Data Issues Today

The issue with historical data

A huge problem with collecting data is platforms changing data historically.

Let’s consider a couple of examples.

A client purchased a product online. Payment was processed by Stripe. Transaction data was downloaded to be used in a report.

After a little while, the transaction turned out to be fraudulent. Stripe deleted the transaction from revenue. But the historic data remained in the report. Now the transaction data does not match the bank account statement.

Another example we can look at is from marketing. An advertiser is conducting an ad campaign on Facebook. At the end of each day, the advertiser downloads a report with ad costs.

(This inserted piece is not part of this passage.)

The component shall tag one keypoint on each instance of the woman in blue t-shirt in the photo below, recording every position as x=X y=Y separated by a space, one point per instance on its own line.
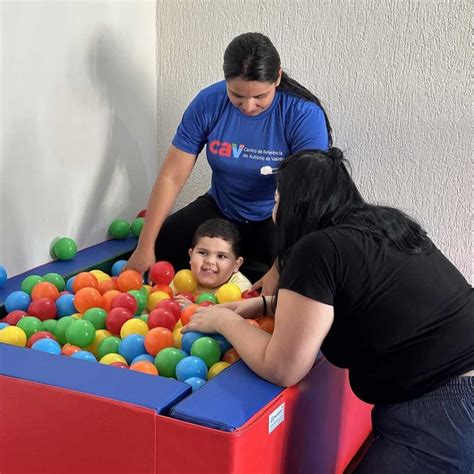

Facebook thinks that if a user clicks on the advertiser’s product within seven days after the ad impression, the advertiser has to pay Facebook. It means that Facebook changes data historically. However, these changes are not incorporated into the report because the advertiser didn’t reload the data.

The use of business rules within reports

99% of analytical use cases require business rules built into report generation. Let me give you an example.

A supplier contract includes special provisions, e.g. prices varying by region, volume, or season.

For example, an advertiser works with an advertising agency which advertises on Facebook. The advertiser pays a 10% fee to the agency. The advertiser also receives an invoice directly from Facebook. The advertiser has to add 10% to these figures. The advertiser has contracts with several agencies; the contracts vary, the prices vary, and timeframes also vary. At the same time, Facebook doesn’t specify in any way which spend was made by which agency. In the end, invoices issued by the agencies do not match marketing reports.

The quality of data

Data always contains gaps and garbage. There are many reasons why this happens:

An updated account password resulted in a failure to read data.
An error was made in ad campaign configuration (incorrect tracking pixels and their equivalents).
Invisible silent limitations for data downloads in platforms created data gaps.
An attempt to download data from an API platform resulted in a failure. The resulting report lacked some data.
API version changes means the resulting report lacks some data.

Our experience with past products has shown that every client has an incident almost every day. Over three years we had 300,000 incidents which required intervention of the quality control system. Many of these incidents are invisible. It means that the platform doesn’t return an error code and says that everything is fine.

To capture these silent errors, we developed an automated system that captures irregularities in the data, tries to fix them, and if it fails, the issue is escalated to the Technical Support Team and the client.

Data modeling difficulty

Today’s ETL tools can’t prepare data for analysts.

Marketing directors who face this problem give up and employ data engineers who create a data processing pipeline from scratch.

Data modeling is the process of restructuring raw data—cleansing, de-normalizing, pre-aggregating, and re-shaping it—so that it supports analytical use cases.

Data modeling is hard, and we believe it’s the most important piece of the analytics stack.